L'ancien ministre des Affaires étrangères du Kosovo, Enver Hoxhaj, dans une interview pour le quotidien autrichien Der Standard, a déclaré que le dialogue entre le Kosovo et la Serbie se terminerait par une reconnaissance mutuelle et avec l'adhésion du Kosovo à l'ONU. Dans l'interview de Der Standard, Hoxhaj a souligné que le Kosovo est en phase [...]
L'ancien ministre des Affaires étrangères du Kosovo, Enver Hoxhaj, dans une interview pour le quotidien autrichien Der Standard, a déclaré que le dialogue entre le Kosovo et la Serbie se terminerait par une reconnaissance mutuelle et avec l'adhésion du Kosovo à l'ONU.

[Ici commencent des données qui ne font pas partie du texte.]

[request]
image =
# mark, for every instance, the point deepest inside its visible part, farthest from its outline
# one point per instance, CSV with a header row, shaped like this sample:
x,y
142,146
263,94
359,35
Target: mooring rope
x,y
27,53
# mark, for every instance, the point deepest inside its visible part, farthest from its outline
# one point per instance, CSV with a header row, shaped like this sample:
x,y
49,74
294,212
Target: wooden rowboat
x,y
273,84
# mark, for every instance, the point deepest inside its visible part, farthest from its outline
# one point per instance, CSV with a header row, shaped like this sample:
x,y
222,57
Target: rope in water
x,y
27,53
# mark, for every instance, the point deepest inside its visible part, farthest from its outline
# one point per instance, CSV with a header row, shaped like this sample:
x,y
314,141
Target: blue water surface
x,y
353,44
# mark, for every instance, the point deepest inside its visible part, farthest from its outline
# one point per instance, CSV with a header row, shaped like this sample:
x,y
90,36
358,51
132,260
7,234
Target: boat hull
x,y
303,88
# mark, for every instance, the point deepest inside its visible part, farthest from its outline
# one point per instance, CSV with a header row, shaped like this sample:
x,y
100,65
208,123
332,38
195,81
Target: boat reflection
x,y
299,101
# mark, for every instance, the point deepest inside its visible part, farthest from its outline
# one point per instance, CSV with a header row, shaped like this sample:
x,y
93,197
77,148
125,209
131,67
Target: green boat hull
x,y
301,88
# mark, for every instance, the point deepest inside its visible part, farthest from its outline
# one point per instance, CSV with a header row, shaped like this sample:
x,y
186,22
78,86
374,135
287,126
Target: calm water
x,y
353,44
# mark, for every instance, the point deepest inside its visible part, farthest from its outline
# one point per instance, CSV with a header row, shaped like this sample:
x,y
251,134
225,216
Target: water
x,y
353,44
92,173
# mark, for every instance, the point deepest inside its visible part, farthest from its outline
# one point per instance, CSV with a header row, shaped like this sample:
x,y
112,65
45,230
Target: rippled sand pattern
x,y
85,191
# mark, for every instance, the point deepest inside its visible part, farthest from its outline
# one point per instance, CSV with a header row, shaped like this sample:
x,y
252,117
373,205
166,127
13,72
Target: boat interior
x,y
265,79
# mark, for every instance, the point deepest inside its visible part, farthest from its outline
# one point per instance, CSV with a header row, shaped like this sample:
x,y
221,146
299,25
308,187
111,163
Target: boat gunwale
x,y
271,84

Dans l'interview de Der Standard, Hoxhaj a souligné que le Kosovo en est à la dernière phase de l'édification de l'État et qu'il ne faudrait donc plus discuter avec la Serbie de questions techniques. Si le dialogue ne se terminait pas par la reconnaissance mutuelle et l'adhésion du Kosovo à l'ONU, Hoxhaj a déclaré que les pourparlers n'auraient pas de sens.
“Nous sommes dans la dernière phase de l'édification de l'État et ne devrions plus discuter de questions techniques. Le dialogue soutenu par l'UE et les États-Unis devrait nous mener à la phase finale, où le Kosovo occupe son siège aux Nations unies et a une reconnaissance mutuelle entre la Serbie et le Kosovo. Sans cela, tout est sans signification”, Hoxhaj a dit à propos de Der Standard, écrit Express.
De même, Hoxhaj a souligné que le dialogue avec la Serbie devrait être limité dans le temps et dans le contenu.
Le Kosovo et la Serbie sont des pays voisins et la reconnaissance mutuelle serait le seul objectif. Bien que la Serbie ne reconnaisse pas le Kosovo, il ne peut y avoir de processus de réconciliation entre les peuples”, a ajouté Hoxhaj.
Hoxhaj a dit que l'idée de changer les frontières proposée par le diplomate serbe, Ivica Dacic, est erronée et compromet la stabilité dans la région.
La Serbie parle souvent de ce scénario, mais l'histoire s'est révélée erronée. Les frontières dans les Balkans sont fermes, et quiconque fait de telles propositions concernant le Kosovo risque la stabilité. Cela aurait un effet domino, ce qui serait inacceptable même pour l'Union européenne et les États-Unis. Nous sommes contre la partition ou tout échange de territoires avec la vallée de Presevo. Il est dans l'intérêt de la Serbie de moderniser et d'être un pays européen. Le dernier test est Kosova”, a dit Hoxhaj.